As a pharmacist informaticist, what issues keep cropping up?

There’s always the balance between getting to go-live and making sure everything is set in place. We actually have a triple-check process on chemotherapy meds. IV meds and chemotherapy meds are very dangerous, and our focus has always been accuracy. Our strength has been knowing the medications. So we get the protocols and do the build, and then a second person does the check, and a third person triple-checks it. We could build the most innocuous medication build in the world, but we need double and triple checks for safety. So that’s where our thrust has been, to make sure the chemotherapy protocols are correct and that the outpatient prescriptions are correct. In addition, we’ve been getting more and more questions from some payers around use of specific drugs. Now, some payers want to know the specific drug being administered to a patient, and the precise dose being given, so things are getting very specific; and some information systems can accommodate that level of specificity, and some can’t. So more and more, we’re having to address interoperability between different systems, and are also getting more and more requests from the financial side, from payers, for specific product-level information.

What is your advice for CIOs and CMIOs on how best to use pharmacist informaticists as part of multidisciplinary clinical informatics teams?

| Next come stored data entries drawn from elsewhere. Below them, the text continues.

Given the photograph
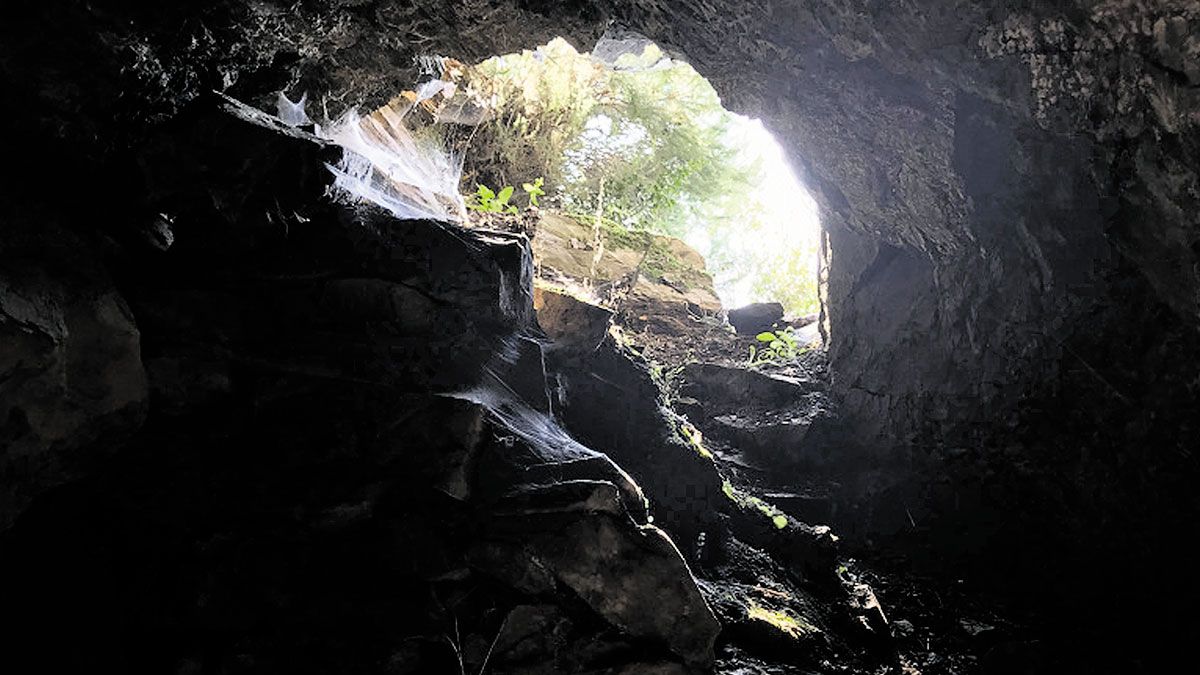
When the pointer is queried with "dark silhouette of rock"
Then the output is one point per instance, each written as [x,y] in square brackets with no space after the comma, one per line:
[753,320]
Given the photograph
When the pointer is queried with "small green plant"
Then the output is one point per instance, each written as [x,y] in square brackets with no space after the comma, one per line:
[780,346]
[486,201]
[534,190]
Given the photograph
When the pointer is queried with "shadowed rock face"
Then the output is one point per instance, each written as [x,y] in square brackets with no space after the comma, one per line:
[1009,193]
[985,169]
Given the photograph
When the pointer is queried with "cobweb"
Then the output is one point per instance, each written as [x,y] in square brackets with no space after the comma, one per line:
[396,156]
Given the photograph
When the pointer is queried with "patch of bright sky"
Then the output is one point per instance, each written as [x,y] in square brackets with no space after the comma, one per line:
[790,219]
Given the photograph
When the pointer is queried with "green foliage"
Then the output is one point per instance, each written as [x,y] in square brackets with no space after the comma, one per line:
[646,145]
[534,190]
[780,346]
[486,201]
[749,501]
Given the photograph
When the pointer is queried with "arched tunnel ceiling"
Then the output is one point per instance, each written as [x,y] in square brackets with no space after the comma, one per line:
[982,166]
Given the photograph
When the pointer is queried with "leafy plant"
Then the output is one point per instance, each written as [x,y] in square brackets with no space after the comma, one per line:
[534,190]
[486,201]
[781,346]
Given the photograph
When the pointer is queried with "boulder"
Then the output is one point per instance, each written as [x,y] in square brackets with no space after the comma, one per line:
[753,320]
[573,323]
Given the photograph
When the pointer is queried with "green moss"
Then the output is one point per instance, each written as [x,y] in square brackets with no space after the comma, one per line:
[778,518]
[696,440]
[784,621]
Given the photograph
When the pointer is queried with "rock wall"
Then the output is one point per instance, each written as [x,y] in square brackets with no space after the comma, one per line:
[979,166]
[1009,191]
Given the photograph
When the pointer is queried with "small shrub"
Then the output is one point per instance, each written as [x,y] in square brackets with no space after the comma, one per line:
[778,346]
[486,201]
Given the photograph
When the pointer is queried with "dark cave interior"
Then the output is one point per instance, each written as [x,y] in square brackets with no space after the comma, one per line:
[250,428]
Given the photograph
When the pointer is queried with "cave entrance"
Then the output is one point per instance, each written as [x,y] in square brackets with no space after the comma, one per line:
[653,198]
[640,191]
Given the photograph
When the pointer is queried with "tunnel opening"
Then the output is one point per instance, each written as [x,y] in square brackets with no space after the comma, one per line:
[640,190]
[244,423]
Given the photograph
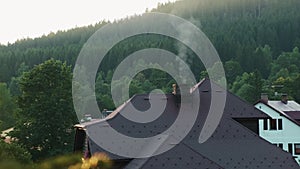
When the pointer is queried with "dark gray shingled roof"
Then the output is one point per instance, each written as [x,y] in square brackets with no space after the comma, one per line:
[232,146]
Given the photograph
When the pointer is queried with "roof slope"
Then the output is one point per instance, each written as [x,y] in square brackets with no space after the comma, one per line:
[231,146]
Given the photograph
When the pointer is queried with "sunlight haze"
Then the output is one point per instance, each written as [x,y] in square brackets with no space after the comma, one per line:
[34,18]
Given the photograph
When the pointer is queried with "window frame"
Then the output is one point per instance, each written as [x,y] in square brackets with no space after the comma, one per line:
[297,150]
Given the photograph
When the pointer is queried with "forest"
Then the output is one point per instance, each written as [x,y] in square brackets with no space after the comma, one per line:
[258,42]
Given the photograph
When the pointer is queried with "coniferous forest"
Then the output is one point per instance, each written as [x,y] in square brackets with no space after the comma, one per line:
[258,42]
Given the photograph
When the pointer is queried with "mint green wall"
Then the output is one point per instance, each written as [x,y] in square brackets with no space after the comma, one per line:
[289,134]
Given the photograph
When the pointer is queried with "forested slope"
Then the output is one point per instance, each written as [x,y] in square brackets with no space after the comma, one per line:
[257,41]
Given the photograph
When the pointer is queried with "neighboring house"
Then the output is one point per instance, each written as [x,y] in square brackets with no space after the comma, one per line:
[283,129]
[235,144]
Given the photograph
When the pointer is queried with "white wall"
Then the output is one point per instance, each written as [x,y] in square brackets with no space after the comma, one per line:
[290,132]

Just having us at the table as part of the team is huge; and I know that sounds trite, but it’s almost as though people don’t know what we know. So they don’t really realize the value of what we can add to a project clinically and workflow-wise. When you’re dealing with medications, we can walk the walk and talk the talk; and the pharmacist is usually close to a lot of smart people as well, not only other clinicians, but analysts. And you need people who really understand medications, because we’re going to think of things other people won’t even think about.